Every system, from simple to complex, is subject to unpredictable events and conditions if it runs long enough. Examples include increase in load, hardware malfunction, deployment of faulty software, and the introduction of invalid data (sometimes known as poison data). We don’t have a way to exhaustively enumerate all of the events or conditions we might want to consider, but common ones fall under the following categories:
State transmission errors (e.g., inconsistency of states between sender and receiver nodes)
Network latency and partition
Large fluctuations in input (up or down) and retry storms
Unusual or unpredictable combinations of interservice communication
Byzantine failures (e.g., a node believing it has the most current data when it actually does not)
Downstream dependencies malfunction
Perhaps most interesting are the combinations of events listed above that cause adverse systemic behaviors.

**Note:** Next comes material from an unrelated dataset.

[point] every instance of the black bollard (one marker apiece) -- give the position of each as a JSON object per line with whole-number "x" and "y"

It is not possible to prevent threats to availability, but it is possible to mitigate them. In deciding which events to induce, estimate the frequency and impact of the events and weigh them against the costs and complexity. At Netflix, we turn off machines because instance termination happens frequently in the wild and the act of turning off a server is cheap and easy. We simulate regional failures even though to do so is costly and complex, because a regional outage has a huge impact on our customers unless we are resilient to it.

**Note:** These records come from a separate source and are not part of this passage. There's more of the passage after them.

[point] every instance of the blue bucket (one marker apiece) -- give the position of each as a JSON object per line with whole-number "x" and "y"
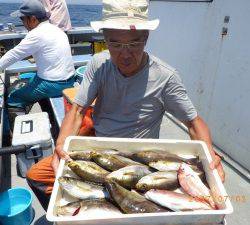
{"x": 15, "y": 207}
{"x": 80, "y": 73}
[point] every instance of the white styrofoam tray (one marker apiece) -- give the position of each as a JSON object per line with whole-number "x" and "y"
{"x": 183, "y": 147}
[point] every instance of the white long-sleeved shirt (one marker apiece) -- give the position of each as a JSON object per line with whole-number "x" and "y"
{"x": 50, "y": 48}
{"x": 58, "y": 13}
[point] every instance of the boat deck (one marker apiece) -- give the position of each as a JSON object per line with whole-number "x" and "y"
{"x": 237, "y": 187}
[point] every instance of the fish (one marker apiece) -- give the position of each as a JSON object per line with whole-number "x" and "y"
{"x": 80, "y": 155}
{"x": 82, "y": 190}
{"x": 130, "y": 202}
{"x": 129, "y": 176}
{"x": 86, "y": 154}
{"x": 90, "y": 208}
{"x": 193, "y": 185}
{"x": 149, "y": 156}
{"x": 89, "y": 171}
{"x": 69, "y": 209}
{"x": 176, "y": 201}
{"x": 158, "y": 180}
{"x": 111, "y": 162}
{"x": 164, "y": 165}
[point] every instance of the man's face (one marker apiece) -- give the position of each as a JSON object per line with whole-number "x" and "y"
{"x": 126, "y": 49}
{"x": 29, "y": 22}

Cultural factors are a form of cost. In the datacenter, a culture of robustness, stability, and tightly controlled change is preferred to agility—experimentation with randomized disconnection of servers threatens that culture and its participants may take the suggestion as an affront. With the move to the cloud and externalization of responsibility for hardware, engineering organizations increasingly take hardware failure for granted. This reputation encourages the attitude that failure is something that should be anticipated, which can drive adoption and buy-in. Hardware malfunction is not a common cause of downtime, but it is a relatable one and a relatively easy way to introduce the benefits of Chaos Engineering into an organization.
As with hardware malfunction, some real-world events are amenable to direct injection of an event: increased load per machine, communication latency, network partitions, certificate invalidation, clock skew, data bloat, etc. Other events have technical or cultural barriers to direct inducement, so instead we need to find another way to see how they would impact the production environment. An example is deploying faulty code. Deployment canaries can prevent many simple and obvious software faults from being deployed, but faulty code still gets through. Intentionally deploying faulty code is too risky because it can cause undue customer harm (see: Chapter 7). Instead, a bad deploy can be simulated by injecting failure into calls into a service.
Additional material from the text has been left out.